Smith Takes on SOM
In the Sunday Sun-Times, art and architecture Kevin Nance profiles Adrian Smith's move from SOM to his new firm, Adrian Smith+ Gordon Gill Architecture, which - unlike SOM itself, which is housed in Burnham's Santa Fe Building- will actually make its home in an SOM design, the Harris Bank building at 111 W. Monroe. Smith expects to have 60 to 80 people on staff by the end of the year. Sustainability will be one of the key goals at the new firm, which Nance reports is already in negotiation to build a 50 story zero-energy residential tower in Vancouver.
Whitewash at Harry Weese Landmark
Tribune architecture critic Blair Kamin has a good story on how the GSA is mucking up one of Chicago's modernist icons, Harry Weese's Metropolitian Correction Center on south Dearborn, but its concrete exteriors are being covered in a protective paint that essentially destroys the character of the exterior.
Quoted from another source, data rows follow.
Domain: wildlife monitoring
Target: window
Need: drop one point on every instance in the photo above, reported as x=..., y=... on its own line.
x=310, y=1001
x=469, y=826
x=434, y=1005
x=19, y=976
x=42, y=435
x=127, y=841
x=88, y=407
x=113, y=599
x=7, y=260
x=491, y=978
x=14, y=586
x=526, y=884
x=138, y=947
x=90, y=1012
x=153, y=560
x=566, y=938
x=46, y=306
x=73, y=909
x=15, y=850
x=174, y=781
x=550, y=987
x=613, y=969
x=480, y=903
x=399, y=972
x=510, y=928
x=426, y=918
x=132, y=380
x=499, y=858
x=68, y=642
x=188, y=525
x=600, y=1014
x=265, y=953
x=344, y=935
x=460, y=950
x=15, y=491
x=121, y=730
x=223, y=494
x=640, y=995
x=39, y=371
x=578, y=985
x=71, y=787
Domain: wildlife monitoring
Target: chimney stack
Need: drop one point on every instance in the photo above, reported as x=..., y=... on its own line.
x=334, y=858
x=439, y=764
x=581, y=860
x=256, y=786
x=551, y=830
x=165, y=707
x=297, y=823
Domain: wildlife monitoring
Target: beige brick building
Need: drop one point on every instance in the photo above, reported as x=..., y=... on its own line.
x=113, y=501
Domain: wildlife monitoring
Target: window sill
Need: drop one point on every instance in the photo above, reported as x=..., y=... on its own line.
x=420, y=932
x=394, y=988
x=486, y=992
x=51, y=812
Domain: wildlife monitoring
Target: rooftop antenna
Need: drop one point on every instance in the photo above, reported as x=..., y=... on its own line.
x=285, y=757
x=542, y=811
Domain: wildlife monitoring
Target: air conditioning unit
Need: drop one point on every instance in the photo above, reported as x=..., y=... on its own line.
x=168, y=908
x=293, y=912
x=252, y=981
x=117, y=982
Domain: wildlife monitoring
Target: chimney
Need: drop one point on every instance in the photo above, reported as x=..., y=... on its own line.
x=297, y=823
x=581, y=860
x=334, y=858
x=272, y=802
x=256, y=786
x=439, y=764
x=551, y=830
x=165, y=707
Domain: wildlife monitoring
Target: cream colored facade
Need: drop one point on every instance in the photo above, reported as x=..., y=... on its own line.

Architects are always glad to talk about their triumphs, but the fact that both George Butler and Associates and Wiss, Janney, Elstner Associates declined to be interviewed for the story on their work at the MCC is in indication that even they know they;re not exactly doing the right thing.
UrbanLab Goes Glossy
The November issue of Chicago Magazine includes a profile of Martin Felsen and Sarah Dunn, the wife and husband team behind UrbanLab, on the city's most innovative and rising firms, whose work is currently featured in both the MCA's Sustainable Architecture in Chicago show, and the upcoming Young Chicago at the Art Institute, opening November 16.